The Cloud Extraction Service architecture outlines the document processing data flow, detailing the stages of uploading, extracting, and downloading data using various components and third-party services.

The following Cloud Extraction Service architecture provides a high-level overview of the different phases involved in the document processing data flow.

Note:
  • Bring your own key (BYOK) is not supported in Cloud Extraction Service.
  • For information about how documents are stored in Document Automation, see Document Automation security FAQ.

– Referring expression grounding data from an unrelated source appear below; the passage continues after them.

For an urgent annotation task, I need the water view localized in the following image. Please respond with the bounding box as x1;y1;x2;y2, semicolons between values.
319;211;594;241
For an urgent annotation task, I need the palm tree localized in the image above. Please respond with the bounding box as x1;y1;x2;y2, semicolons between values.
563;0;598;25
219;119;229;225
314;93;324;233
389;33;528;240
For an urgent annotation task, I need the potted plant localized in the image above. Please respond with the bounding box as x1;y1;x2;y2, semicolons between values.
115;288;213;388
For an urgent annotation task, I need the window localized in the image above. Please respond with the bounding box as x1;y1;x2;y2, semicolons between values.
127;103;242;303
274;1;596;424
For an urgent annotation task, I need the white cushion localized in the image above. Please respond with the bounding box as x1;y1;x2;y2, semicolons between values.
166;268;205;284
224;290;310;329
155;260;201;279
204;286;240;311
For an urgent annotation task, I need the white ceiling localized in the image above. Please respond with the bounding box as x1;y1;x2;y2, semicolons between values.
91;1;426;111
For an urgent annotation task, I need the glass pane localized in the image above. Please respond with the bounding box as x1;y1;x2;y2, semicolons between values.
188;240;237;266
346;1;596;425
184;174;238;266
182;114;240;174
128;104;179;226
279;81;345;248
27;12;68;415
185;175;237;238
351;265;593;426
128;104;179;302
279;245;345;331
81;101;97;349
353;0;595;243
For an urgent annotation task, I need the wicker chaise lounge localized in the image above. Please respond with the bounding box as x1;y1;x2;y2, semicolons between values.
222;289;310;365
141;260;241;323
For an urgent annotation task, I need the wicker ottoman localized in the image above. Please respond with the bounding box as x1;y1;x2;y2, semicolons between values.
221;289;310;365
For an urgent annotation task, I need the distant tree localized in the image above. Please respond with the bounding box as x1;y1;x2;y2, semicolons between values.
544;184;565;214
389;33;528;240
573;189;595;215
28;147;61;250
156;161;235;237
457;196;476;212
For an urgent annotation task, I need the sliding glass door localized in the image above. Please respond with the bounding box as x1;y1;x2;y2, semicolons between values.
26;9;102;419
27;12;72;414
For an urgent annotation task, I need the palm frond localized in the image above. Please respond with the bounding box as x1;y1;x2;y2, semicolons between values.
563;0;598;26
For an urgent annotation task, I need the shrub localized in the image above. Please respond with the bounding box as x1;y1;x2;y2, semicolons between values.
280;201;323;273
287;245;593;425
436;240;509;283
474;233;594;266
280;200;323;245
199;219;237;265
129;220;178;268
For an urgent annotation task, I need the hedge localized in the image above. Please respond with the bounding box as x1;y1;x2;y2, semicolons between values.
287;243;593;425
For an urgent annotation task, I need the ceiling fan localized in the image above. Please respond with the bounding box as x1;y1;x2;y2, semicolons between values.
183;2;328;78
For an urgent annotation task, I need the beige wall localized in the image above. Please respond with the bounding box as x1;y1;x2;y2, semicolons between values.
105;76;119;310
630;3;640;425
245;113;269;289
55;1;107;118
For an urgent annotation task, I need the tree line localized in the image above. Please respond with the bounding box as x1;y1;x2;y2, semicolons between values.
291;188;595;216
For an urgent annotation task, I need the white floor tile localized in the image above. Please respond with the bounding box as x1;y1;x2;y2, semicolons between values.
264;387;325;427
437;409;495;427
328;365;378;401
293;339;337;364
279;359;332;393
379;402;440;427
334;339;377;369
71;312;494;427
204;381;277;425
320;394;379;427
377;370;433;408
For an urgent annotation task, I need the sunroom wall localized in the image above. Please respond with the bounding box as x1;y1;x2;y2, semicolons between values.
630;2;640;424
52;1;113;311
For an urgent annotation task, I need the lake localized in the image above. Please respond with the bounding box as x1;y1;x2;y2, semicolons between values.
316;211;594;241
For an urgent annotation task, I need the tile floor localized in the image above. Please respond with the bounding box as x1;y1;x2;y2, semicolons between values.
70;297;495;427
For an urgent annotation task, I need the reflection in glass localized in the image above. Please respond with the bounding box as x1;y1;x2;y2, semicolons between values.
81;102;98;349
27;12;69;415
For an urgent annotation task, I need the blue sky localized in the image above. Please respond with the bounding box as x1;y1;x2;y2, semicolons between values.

The following image shows an overview of the different components used in Cloud Extraction Service:

Diagram of document processing workflow when using the Cloud Extraction Service feature
Customer network
The customer network is where the data extraction process is initiated.
  • Input: This process involves uploading the documents that need to be processed for data extraction.
  • Upload bot: This process involves uploading the documents to the Control Room Cloud storage services.
  • Download bot: This process involves downloading the extracted information from the documents.
  • Output: This process involves storing the extracted information.
Automation Anywhere Cloud
Control Room (Cloud only): Orchestrates the data extraction process by acknowledging requests from Bot Runner device.
Cloud Extraction Service: This process involves extracting information from documents by sending requests to OCR and third-party Cloud services. All data extraction requests are sent and received via Cloud Extraction Service.
Third-party Cloud services
Google Vision OCR: This process involves converting documents into machine-readable format and the documents are processed for OCR on Google Cloud.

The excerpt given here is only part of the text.